How does the song go...
It's like being arrested for propagating anti-Japanese sentiment on a banned web seeeeeeeervice on your wedding day...
Apologies to Natalie...
It's not just the UK that takes action against people being nasty on Twitter - Chinese authorities have sentenced Cheng Jianping to a year's "Re-education Through Labour" for retweeting an anti-Japanese message. Cheng retweeted a message from her fiance – who has not been charged – which suggested nationalist students …
Surely it goes more like:
I've got your Twitter, I've got your Twitter
I'd like a million re-tweets of myself
I asked the government to take your Twitter
So I can look at you from inside the cell
You've got me tweeting up and tweeting down
and tweeting in and tweeting 'round
I'm anti-Japanese
I tweet I'm anti-Japanese
I really think so
Anti-Japanese
I tweet I'm anti-Japanese
I really tweet so
I'm anti-Japanese
I tweet I'm anti-Japanese
I really think so
Anti-Japanese
I think I'm anti-Japanese
I really think so
With apologies to The Vapors for ruining a perfectly decent song...
If I were part of the Chinese security forces I'd be loving all the Web 2.0 stuff - there was a time when the dissidents they were charged with tracking were actually secretive. The formula is pretty simple really:
1.) Ban a bunch of online sites/services
2.) Half-arsed block said sites/services leaving it not too difficult to circumvent
3.) Monitor the banned sites/services for use - using it to populate their dissidents list
4.) Scrape through the logs and find a violation as necessary to keep up appearences (assuming that bureacrats in China aren't too different from the states)
I can almost hear them chuckling watching the twitter feeds: "lawl, these stupid so-and-so's catch themselves"
*Disclaimer: I am not encouraging or condoning any of this, just pointing out that for an oppressive Police State Web 2.0rhea really does make their job easy.
“Anti-Japanese demonstrations, smashing Japanese products, that was all done years ago by Guo Quan [an activist and expert on the Nanjing Massacre]. It’s no new trick. If you really wanted to kick it up a notch, you’d immediately fly to Shanghai to smash the Japanese Expo pavilion.”

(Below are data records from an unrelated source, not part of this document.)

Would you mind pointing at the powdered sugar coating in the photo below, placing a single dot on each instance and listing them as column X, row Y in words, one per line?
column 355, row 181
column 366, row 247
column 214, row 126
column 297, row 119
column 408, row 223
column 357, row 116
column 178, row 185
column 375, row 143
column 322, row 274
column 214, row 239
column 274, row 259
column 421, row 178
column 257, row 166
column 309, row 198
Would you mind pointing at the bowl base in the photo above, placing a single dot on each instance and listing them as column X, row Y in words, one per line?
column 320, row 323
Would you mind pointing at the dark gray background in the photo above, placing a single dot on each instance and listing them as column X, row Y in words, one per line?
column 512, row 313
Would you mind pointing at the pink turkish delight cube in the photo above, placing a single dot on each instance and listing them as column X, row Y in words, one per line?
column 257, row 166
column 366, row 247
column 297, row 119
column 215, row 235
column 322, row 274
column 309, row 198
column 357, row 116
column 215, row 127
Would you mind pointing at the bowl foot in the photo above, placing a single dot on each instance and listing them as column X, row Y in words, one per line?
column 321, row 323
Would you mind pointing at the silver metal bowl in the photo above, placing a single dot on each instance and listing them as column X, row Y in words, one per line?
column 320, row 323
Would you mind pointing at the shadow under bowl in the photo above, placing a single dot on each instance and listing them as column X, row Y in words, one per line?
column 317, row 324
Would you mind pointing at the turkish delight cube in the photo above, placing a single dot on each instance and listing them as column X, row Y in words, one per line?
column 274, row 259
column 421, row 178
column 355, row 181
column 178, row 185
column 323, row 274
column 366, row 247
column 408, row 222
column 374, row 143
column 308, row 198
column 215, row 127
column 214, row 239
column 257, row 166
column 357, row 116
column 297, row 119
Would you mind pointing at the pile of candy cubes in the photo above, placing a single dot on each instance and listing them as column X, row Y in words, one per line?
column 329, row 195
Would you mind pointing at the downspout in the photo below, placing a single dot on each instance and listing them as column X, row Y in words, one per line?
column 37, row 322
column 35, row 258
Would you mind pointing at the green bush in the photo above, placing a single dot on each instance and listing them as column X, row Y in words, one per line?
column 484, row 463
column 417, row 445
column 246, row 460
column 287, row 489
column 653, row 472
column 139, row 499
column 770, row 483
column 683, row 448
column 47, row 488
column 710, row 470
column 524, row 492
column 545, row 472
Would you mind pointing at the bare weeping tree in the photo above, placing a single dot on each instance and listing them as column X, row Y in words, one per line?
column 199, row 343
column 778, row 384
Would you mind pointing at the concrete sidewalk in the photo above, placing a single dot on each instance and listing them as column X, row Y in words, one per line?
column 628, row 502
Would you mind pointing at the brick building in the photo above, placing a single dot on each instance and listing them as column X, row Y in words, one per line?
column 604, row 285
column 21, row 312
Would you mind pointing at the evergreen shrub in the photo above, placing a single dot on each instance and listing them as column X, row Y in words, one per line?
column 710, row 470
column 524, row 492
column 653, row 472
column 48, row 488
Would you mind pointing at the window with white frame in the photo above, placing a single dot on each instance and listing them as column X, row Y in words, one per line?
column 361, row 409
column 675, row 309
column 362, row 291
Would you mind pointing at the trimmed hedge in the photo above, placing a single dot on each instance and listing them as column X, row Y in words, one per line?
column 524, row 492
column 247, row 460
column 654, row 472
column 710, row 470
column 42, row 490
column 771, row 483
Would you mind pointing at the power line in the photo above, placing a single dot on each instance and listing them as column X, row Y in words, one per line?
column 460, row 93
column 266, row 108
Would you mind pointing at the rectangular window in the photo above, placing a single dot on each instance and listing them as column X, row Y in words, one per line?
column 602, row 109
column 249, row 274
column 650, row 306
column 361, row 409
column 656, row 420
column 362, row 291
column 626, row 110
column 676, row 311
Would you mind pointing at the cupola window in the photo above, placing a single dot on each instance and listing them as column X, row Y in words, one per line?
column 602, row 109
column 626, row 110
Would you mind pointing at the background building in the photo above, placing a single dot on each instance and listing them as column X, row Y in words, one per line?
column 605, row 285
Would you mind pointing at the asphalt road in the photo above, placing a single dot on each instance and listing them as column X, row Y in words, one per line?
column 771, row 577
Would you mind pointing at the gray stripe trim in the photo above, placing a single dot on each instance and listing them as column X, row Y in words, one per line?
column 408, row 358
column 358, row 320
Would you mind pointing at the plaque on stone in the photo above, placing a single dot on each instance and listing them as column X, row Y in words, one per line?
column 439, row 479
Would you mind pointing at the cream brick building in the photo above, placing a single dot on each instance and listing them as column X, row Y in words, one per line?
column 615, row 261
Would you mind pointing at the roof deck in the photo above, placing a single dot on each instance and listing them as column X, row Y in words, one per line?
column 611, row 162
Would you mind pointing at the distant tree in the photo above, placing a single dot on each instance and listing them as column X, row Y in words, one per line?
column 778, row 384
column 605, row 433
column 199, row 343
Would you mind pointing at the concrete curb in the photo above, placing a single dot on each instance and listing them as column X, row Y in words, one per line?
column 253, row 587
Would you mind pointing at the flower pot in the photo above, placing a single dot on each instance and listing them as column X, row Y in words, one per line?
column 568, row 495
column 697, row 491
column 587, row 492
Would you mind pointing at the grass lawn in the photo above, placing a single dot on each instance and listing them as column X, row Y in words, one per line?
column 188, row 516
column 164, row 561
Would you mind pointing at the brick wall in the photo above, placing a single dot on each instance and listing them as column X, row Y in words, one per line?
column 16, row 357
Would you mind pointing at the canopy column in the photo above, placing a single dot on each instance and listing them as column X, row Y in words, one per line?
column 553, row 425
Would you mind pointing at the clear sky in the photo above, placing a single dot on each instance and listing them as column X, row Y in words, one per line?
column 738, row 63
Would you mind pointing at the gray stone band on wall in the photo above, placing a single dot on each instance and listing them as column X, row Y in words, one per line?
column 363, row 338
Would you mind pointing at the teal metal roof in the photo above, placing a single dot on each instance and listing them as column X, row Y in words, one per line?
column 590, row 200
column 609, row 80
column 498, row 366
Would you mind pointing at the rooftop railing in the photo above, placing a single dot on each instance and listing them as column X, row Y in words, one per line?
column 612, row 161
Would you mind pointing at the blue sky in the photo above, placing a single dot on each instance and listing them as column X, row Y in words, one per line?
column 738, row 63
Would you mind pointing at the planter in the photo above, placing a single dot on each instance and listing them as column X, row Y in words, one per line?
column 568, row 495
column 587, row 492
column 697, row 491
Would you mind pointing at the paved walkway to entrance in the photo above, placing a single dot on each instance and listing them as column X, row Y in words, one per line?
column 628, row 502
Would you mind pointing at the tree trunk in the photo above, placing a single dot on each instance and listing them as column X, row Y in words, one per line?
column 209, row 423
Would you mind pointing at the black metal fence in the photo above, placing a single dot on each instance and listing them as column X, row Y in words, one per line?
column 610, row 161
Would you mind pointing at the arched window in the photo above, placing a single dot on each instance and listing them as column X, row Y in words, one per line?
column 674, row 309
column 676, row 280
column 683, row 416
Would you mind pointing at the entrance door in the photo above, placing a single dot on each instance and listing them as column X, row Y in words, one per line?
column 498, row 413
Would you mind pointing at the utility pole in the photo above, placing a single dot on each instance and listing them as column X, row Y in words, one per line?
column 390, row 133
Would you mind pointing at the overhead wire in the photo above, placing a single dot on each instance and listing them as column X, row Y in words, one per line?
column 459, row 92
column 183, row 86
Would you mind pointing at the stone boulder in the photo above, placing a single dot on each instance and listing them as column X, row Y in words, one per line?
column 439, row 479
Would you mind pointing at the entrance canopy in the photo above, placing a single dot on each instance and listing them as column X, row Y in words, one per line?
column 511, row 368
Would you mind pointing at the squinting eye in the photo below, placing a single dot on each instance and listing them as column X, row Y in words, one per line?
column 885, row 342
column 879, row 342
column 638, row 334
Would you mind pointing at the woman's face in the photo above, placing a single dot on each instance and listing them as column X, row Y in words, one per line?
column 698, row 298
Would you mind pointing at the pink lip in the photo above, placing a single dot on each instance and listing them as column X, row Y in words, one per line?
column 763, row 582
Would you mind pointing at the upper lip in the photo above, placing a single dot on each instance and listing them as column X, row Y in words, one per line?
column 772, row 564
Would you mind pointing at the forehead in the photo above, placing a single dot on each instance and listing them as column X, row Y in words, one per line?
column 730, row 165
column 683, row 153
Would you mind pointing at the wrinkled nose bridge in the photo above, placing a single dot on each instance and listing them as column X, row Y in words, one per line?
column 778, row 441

is way more than 140 characters, even with the stuff in square brackets taken out, so either Twitter in China has more than 140 characters, or there's some way they can use Chinese characters to save space, or this article is rubbish, or I'm wrong.
“Anti-Japanese demonstrations, smashing Japanese products, that was all done years ago by Guo Quan [an activist and expert on the Nanjing Massacre]. It’s no new trick. If you really wanted to kick it up a notch, you’d immediately fly to Shanghai to smash the Japanese Expo pavilion.” is three characters, four if you actually include "[an activist and expert on the Nanjing Massacre]".
Okay, so the punishment is disproportionate, but this does at least seem to be an intended incitement rather than an innocent joke. Also, it's more than a little naive to expect China.gov to uphold the right to free speech. ("China prosecutes someone for saying something they didn't approve of" seems to be right up there with the famed disclosure of the Pope's religion in newsworthiness stakes).
That said, I'm not in full posession of the facts or context
Ignoring the fact that the service is "banned" (and how effective that really is, combined with the likely usefulness to the authorities themselves), the basic story here is "Citizen incites violence and criminal damage with a racist / nationalist agenda. Citizen is arrested and subsequently sentenced for the offence."
Perhaps if we were as fast and effective in the UK, for example with the morons in the recent so-called demonstration against tuition fees (which is busy peddling nonsense anyway and aye, I went to University too and still owe money for it) people would be less keen to smash property and assault members of the public and police.